A fellow student asked the question that has been burning in my mind for the last year — when your career is affecting your personal life in a negative way, what can you do?

The answer: “Cry and drink.”

Tbh that’s how I coped with the stress of journalism and personal issues all last year, and I can’t say it worked out well for me. Yes, journalism is a hard job, but I think that I and other women can find that balance. (Insert obnoxious: “Can women have it all?” question. What the heck is “IT”?).

What happens when a words person and a design person make a multimedia package

Multimedia assignments have always freaked me out. I’m a words person. I don’t know how to operate expensive video cameras and audio equipment. I’m barely capable of editing clips into something coherent. I hate being so reliant on technology and I have often fallen victim to dead batteries and off white balances. So when I found out that I had to put together a multimedia project yet again for the Missourian, I was heartbroken.

It didn’t make me feel more at ease when I received an email informing me that my project was the first deadline in the class — nine days away.

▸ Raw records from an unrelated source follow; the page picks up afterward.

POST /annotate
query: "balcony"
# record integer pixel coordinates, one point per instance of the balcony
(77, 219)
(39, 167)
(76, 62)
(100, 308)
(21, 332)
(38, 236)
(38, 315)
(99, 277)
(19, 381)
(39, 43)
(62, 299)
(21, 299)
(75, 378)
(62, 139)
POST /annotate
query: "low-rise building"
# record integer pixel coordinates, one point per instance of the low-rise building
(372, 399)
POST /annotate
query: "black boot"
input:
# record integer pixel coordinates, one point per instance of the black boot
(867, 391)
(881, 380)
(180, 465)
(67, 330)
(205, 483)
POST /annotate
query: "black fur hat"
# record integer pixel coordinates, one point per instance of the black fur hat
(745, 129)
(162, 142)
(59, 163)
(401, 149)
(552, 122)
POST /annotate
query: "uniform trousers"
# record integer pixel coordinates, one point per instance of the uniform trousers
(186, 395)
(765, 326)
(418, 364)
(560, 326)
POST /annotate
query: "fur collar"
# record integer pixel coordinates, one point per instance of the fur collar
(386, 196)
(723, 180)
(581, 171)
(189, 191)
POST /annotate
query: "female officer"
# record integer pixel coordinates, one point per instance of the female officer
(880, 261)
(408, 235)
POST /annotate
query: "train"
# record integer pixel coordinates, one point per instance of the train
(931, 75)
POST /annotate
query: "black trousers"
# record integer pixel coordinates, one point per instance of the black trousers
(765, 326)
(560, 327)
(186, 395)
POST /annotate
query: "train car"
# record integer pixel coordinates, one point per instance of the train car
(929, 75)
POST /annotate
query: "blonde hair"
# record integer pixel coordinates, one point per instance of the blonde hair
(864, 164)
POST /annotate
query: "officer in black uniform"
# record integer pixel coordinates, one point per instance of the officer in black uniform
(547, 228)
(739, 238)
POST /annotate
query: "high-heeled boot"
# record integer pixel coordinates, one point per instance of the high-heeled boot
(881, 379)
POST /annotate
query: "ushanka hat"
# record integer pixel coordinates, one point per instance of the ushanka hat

Me and my partner, Amy, scrambled to put together a one-minute piece of video for the Missourian Minute series in just one week, while every other group in the class had at least two weeks to do so.

And, as with all of my past experiences with multimedia, we hit a lot of bumps in the road.

Amy went out of town for three days, leaving me incapable to work without her. The two possible subjects wouldn’t return our calls. Finally we lined up an interview, but the subject wasn’t available until Friday — the day our final project was supposed to be filmed, edited and turned in. We met the source at a sketchy office below a parking garage downtown. As soon as we walked into the little office, my heart sank — we had nothing visually appealing about this interview. No available B-roll. The environment we were promised as we arranged the meeting was not delivered.

We conducted a quick interview anyway, unable to zoom and without a tripod. We left the interview in a panic. After explaining the situation to our TA, we were fortunate enough to get an extension and desperately scoured the interwebs for something new to cover and create a package on in under 24 hours.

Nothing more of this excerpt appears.